In fact, two movements were decisive for the levels of access to BPC since its inception: the trend of age and disability criteria regulation and action of the judiciary, identifying protective gaps in the poor assurance of access to BPC for the elderly and people with disabilities3.

Taking into account the adoption of the biopsychosocial eligibility model as of 2009, the results of this paper discussed in light of the literature produced on the topic are shown in three sections. In the first, the disabled person evaluation model for the access to the BPC is examined; in the second, we sought to identify possible changes in the pace of granting new benefits, evaluating the trend between 1998 and 2014; and, in the final part, the profile of disabled persons applying for BPC in the validity of the new evaluation model is described.

Methods

This is a descriptive, observational study based on secondary data. Considering that the evaluation for the granting of BPC became the exclusive responsibility of the INSS in August 1997, the behavior of benefits was determined for the period from 1998 to 2014, based on the analysis of the coefficient of benefits granted to persons with disabilities (PwD) in the population aged 0-64 years (per 10,000 inhabitants), corresponding to the entry of new benefits into the social security system (http://www1.previdencia.gov.br/aeps2006/15_01_01_02_01.asp).

In the numerator of the coefficient, the number of benefits granted to people with disabilities provided by DATAPREV in the Social Security Historical Database, known as the “People with Disability Support” was used19. The population from zero to 64 years, estimated by the IBGE Foundation (http://tabnet.datasus.gov.br/cgi/deftohtm.exe?ibge/cnv/poptbr.def) was considered as denominator. Using the same formula and excluding from the numerator the judicially granted benefits20, the coefficient of non-judicial grants for the period from 2004 to 2014 was also calculated.

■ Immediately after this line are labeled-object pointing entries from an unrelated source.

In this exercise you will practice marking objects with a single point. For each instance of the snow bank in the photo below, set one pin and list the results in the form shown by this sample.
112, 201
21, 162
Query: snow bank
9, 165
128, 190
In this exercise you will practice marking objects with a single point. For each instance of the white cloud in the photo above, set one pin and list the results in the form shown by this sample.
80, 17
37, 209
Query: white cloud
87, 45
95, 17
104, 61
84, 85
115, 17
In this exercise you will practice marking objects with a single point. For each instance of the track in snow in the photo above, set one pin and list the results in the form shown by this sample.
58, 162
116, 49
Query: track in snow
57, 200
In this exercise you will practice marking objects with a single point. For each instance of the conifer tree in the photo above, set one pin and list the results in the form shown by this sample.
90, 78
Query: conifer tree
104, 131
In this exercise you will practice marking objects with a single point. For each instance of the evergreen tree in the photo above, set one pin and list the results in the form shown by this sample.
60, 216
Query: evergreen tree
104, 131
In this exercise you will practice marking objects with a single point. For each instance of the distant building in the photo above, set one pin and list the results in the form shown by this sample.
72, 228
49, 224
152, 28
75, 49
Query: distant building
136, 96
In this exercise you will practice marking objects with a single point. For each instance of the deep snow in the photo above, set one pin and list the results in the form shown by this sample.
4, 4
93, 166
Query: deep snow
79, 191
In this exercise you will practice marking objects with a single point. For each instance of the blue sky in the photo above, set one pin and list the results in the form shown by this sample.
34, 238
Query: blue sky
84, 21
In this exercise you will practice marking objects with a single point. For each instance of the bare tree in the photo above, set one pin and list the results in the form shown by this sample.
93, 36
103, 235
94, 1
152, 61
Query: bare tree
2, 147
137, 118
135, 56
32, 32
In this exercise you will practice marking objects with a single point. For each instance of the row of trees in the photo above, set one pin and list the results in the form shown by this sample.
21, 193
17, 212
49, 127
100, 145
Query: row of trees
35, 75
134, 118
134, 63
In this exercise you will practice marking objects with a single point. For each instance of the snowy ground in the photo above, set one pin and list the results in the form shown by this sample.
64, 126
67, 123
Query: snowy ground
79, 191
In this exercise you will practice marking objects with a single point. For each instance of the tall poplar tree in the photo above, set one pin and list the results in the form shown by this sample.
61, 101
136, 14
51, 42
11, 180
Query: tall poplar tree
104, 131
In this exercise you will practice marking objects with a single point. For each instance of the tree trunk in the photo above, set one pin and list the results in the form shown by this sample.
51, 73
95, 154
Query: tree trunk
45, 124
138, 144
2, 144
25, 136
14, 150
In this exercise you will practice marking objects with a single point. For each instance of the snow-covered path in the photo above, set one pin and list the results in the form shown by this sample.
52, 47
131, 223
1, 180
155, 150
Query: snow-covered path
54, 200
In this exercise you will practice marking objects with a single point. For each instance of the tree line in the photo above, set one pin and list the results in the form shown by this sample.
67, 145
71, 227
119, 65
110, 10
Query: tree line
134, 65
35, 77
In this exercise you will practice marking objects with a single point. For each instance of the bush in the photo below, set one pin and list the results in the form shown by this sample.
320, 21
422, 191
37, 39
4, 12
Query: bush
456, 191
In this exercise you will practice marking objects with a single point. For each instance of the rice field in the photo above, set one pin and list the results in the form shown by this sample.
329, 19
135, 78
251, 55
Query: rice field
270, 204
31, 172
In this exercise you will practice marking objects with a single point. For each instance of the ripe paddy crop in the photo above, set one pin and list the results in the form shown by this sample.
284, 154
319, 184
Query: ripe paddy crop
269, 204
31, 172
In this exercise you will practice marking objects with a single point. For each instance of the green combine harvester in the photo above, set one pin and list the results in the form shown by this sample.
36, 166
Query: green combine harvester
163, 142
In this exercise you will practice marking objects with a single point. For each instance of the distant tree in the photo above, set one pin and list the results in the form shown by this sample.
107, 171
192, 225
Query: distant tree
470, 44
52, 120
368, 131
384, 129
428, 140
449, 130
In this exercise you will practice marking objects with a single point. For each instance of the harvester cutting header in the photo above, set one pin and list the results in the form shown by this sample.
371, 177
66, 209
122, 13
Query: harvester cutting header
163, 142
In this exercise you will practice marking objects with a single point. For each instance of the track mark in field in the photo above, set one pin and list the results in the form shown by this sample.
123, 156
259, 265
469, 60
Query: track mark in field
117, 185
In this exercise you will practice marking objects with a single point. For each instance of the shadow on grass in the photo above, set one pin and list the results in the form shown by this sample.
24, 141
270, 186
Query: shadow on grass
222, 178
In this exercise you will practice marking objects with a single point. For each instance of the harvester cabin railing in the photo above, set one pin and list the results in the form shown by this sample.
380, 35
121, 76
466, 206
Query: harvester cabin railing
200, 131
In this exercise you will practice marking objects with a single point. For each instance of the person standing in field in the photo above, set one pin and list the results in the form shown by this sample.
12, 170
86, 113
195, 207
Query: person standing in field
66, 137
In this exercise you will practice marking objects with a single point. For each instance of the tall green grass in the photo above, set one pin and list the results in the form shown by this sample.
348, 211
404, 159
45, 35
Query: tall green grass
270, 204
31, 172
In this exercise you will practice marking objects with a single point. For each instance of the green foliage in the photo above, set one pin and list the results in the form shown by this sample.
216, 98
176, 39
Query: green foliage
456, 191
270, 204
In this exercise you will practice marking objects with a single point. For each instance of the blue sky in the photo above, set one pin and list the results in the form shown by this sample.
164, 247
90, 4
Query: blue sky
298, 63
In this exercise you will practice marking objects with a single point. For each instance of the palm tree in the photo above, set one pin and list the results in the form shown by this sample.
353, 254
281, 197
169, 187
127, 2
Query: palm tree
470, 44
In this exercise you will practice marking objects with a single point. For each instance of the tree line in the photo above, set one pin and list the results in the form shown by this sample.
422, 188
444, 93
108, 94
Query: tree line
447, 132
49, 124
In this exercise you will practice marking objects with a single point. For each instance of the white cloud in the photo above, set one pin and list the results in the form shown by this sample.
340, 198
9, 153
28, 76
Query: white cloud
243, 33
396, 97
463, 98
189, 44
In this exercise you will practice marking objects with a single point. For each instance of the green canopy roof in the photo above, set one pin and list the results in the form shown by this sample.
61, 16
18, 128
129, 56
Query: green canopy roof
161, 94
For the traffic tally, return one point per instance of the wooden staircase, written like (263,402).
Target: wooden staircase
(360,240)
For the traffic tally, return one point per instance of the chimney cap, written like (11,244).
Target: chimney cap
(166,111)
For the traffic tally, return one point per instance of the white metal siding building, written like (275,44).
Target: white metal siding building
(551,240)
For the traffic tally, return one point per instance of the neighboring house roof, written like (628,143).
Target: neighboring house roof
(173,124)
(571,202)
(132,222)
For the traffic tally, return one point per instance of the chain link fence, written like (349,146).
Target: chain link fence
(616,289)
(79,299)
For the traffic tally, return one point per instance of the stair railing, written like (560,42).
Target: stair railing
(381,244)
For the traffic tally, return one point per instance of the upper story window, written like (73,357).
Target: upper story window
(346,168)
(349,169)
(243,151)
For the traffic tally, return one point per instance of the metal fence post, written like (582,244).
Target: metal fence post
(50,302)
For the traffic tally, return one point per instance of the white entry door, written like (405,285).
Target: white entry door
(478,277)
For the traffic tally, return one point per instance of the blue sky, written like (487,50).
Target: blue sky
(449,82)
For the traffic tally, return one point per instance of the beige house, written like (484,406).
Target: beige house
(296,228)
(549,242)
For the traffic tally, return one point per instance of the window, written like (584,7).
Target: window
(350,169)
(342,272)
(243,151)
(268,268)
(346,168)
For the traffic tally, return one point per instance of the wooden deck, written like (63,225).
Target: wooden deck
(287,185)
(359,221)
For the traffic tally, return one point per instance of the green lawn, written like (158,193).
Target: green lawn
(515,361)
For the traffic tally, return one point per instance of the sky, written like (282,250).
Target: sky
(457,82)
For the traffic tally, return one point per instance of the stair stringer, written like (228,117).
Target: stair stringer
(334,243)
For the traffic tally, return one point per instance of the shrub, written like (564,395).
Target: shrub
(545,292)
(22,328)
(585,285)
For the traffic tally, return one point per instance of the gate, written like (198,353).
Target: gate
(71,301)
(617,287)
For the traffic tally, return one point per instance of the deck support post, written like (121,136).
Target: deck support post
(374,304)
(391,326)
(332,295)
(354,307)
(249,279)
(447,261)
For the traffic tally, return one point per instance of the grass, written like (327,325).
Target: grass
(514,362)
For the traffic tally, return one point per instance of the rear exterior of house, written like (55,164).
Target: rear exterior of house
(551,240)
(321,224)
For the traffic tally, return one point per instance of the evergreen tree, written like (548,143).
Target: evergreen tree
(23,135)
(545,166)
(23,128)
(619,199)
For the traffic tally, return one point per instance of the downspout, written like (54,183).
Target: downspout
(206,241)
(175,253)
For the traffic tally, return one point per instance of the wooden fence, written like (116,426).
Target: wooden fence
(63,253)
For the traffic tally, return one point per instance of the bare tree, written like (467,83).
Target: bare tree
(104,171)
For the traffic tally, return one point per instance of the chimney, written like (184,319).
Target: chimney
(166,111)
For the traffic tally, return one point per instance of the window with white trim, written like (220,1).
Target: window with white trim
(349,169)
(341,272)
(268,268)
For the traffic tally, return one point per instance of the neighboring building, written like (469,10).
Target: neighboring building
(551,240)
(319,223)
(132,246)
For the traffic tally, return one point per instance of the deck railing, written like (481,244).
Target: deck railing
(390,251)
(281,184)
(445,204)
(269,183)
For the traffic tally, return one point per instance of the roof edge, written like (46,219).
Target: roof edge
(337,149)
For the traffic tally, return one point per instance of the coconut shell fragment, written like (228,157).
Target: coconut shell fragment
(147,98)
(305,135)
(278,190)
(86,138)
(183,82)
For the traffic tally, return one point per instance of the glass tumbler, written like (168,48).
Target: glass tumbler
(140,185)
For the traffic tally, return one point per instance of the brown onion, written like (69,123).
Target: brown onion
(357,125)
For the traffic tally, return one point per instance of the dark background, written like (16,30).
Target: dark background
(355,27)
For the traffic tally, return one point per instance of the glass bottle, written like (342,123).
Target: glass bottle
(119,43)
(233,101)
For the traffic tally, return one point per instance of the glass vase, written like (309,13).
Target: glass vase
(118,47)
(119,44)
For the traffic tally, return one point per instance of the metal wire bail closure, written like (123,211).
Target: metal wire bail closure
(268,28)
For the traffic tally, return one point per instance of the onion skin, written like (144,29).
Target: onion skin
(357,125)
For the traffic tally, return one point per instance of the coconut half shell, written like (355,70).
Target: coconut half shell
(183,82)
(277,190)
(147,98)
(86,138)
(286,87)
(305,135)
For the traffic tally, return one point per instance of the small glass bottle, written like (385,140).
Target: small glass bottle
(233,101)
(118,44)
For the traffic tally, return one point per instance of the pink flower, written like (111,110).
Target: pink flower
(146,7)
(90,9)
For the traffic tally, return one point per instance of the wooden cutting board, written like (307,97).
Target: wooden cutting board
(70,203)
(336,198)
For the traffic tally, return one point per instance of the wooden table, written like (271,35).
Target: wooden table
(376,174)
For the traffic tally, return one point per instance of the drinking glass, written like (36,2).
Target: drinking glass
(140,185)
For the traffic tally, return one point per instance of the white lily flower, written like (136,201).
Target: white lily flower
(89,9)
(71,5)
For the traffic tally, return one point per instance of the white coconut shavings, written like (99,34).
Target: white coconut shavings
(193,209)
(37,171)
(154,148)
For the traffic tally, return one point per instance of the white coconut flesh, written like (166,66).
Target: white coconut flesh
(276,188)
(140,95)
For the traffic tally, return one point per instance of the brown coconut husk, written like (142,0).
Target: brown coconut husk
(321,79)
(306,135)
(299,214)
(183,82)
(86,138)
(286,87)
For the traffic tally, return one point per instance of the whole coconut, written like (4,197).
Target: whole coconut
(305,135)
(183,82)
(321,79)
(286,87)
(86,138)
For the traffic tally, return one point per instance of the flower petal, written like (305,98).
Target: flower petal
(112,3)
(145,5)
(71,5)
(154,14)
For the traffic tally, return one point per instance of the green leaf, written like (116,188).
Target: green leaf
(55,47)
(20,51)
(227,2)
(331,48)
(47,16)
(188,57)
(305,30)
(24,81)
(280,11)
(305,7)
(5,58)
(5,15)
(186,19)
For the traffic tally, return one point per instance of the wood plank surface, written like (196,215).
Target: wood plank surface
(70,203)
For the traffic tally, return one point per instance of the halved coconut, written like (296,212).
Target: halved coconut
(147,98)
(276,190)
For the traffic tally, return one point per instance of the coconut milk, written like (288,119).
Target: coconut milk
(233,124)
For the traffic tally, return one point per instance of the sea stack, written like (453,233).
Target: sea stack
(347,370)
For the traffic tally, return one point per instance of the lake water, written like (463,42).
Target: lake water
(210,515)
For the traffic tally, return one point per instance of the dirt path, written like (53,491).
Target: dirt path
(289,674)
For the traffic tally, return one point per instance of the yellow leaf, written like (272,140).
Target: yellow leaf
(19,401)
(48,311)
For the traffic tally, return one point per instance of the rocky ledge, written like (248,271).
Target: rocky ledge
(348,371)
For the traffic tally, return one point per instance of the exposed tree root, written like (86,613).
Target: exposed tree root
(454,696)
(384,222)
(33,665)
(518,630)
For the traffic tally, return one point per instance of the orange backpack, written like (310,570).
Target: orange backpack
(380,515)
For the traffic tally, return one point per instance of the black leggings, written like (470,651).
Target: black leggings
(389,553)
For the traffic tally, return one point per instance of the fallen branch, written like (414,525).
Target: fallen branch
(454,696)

The population older than 65 years was disregarded since it was eligible for BPC for the elderly, and the number of grants to people with disabilities in this age group was nonexistent or residual.

Initially, a descriptive analysis of the behavior of the grant coefficients was performed during the study period. The trend analysis was then performed through the Join Point Regression free access program of the National Cancer Institute21, version 4.4.0.0, dated January 4, 2017.

The joinpoint analysis was developed according to the segmented linear regression method, with estimated inflection points, in order to determine whether these and the estimated trends are statistically significant. The joinpoint analysis identifies the timing of trend changes (inflection points) and calculates the Annual Percentage Change (APC) in each trend segment, with a 95% confidence interval (CI). APC values can range from minus to plus infinity (negative numbers reflecting a decreasing trend, and positive, an increasing trend), with zero being equivalent to lack of trend.

The deferral profile was analyzed during the validity of the new model for the evaluation of the disabled person for 2010 and 2014, entirely under the validity of a single version of the evaluation tool, considering the ratio of deferrals according to age, ICF components and gender, the latter being analyzed only for 2014 due to the large proportion of ignored records in 2010.

The ICF components - Environmental Factors barriers, Bodily Functions change and limited and restricted Activities and Participation – were considered according to the results of social and medical evaluation, expressed through qualifiers ranging from none to total, according to the measurement proposed by the classification.

The deferral ratio was calculated by dividing the number of benefits granted by the number of denied benefits and multiplying the result by 100.

Information on the deferrals profile was obtained on a structured basis within the research project “Improved Public Policy for People with reduced functionality - People with Disabilities and the Elderly”, based on data provided by the MDS. In this case, only the benefits with full medical and social assessment were included in the analysis. Some differences are observed in the number of registrations of benefits granted (in the Historical Database of Social Security) and deferred (on the basis structured by said research project). They are probably due to differences in the update of existing databases in the two sources. From 2010 to 2014, the lowest difference (0.8%) was observed in 2010 and the highest (4.9%) in 2012.

A Brazilian Ethics in Research Committee approved the study.

The biopsychosocial disability assessment model for access to BPC

In terms of its regulation, the BPC was implemented by the Welfare Organic Law (LOAS), Law N° 8.742, of December 7, 1993, with significant amendments made by Laws N° 12.435, dated July 6, 2011 and N° 12.470, dated August 31, 2011. Regulation was enacted by Decree N° 6.214/2007 and subsequent amendments, and the most recent is Decree N° 8.805, dated July 2016.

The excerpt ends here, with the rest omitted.